Nicknamed “silent professionals,” America’s Special Operations Forces exist on the edge of war, moving behind and around front lines, preparing battles behind the scenes. They are as protected by obscurity as they are their own skill, which means that when they move around, it’s best if they can do it without any loud engines giving them away.
The Defense Advanced Research Projects Agency (DARPA), the Pentagon’s futuristic research wing, is making a silent motorcycle for the silent professionals. At a conference today in Tampa for Special Operations, DARPA showed off two different bikes.
As Defense One reports:
The combustion engines are for when the bikes don’t need to be quiet. Running on fuel, they reach 80 decibels — somewhere between a vacuum cleaner and a garbage disposal. Running on just electric power, the engines quiet down to 55 decibels — roughly as loud as an office. That silence becomes stealth, allowing the bicycling Green Berets to travel unheard, provided there is any other ambient sound at all.

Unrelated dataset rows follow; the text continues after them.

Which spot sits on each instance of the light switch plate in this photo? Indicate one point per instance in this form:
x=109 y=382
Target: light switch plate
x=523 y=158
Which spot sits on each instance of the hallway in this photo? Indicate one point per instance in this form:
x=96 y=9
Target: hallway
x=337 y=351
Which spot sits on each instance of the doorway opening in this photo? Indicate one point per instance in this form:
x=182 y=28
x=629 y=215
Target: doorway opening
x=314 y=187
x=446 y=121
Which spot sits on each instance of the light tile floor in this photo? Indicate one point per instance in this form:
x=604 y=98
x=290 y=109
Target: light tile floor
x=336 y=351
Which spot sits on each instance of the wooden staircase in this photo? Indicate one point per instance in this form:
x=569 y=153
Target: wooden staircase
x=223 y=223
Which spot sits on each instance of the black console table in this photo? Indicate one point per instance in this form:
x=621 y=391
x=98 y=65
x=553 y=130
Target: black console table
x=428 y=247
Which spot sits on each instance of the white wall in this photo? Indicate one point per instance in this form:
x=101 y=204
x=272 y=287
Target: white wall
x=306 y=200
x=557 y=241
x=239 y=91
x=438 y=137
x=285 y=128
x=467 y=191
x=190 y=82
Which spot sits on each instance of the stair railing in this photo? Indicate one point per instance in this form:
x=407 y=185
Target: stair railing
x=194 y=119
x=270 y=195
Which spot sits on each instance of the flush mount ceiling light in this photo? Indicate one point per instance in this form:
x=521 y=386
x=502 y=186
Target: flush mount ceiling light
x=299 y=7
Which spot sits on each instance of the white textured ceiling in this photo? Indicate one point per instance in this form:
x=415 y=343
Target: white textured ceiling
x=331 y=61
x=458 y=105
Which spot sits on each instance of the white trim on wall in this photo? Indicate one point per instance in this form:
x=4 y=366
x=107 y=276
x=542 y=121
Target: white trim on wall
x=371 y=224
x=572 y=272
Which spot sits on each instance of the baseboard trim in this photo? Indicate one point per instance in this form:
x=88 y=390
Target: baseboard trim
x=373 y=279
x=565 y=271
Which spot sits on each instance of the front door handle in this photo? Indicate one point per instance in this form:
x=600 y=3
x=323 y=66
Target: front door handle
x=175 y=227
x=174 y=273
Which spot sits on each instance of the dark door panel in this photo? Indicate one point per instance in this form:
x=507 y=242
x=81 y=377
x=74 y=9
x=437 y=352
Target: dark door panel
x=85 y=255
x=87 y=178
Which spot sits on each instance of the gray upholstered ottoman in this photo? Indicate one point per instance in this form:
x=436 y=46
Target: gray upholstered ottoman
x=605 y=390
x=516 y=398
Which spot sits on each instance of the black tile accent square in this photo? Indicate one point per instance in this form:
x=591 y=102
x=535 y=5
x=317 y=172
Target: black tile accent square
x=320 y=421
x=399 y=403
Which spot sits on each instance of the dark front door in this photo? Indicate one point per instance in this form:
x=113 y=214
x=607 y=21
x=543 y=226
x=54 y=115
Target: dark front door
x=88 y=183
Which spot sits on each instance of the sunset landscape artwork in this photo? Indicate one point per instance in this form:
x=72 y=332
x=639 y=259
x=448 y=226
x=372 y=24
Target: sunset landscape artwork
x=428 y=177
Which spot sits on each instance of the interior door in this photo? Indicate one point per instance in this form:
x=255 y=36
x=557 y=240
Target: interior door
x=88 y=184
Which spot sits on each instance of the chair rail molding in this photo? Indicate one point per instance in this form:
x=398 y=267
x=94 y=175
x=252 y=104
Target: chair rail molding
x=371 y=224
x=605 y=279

What role does a motorcycle have on the modern battlefield? These bikes aren’t made to carry people straight into combat, but motorcycles can go where many vehicles can’t, and if the bicycles arrive by helicopter or a vertically landing V-22, then the special operators using them can go a great many places that adversaries would normally consider safe.
This is especially important for America’s long-running “light footprint” wars, where local allies do most of the major fighting with the support of American special forces and aircraft. Giving special forces the flexibility to move around countries undetected is a good way to do more with the resources we already have.
Both silent motorbikes are in phase two of a standard three phase development cycle, so they won’t make it to the battlefield just yet. Given how long America’s wars last, it’s likely they’ll still see some action before the conflicts are done.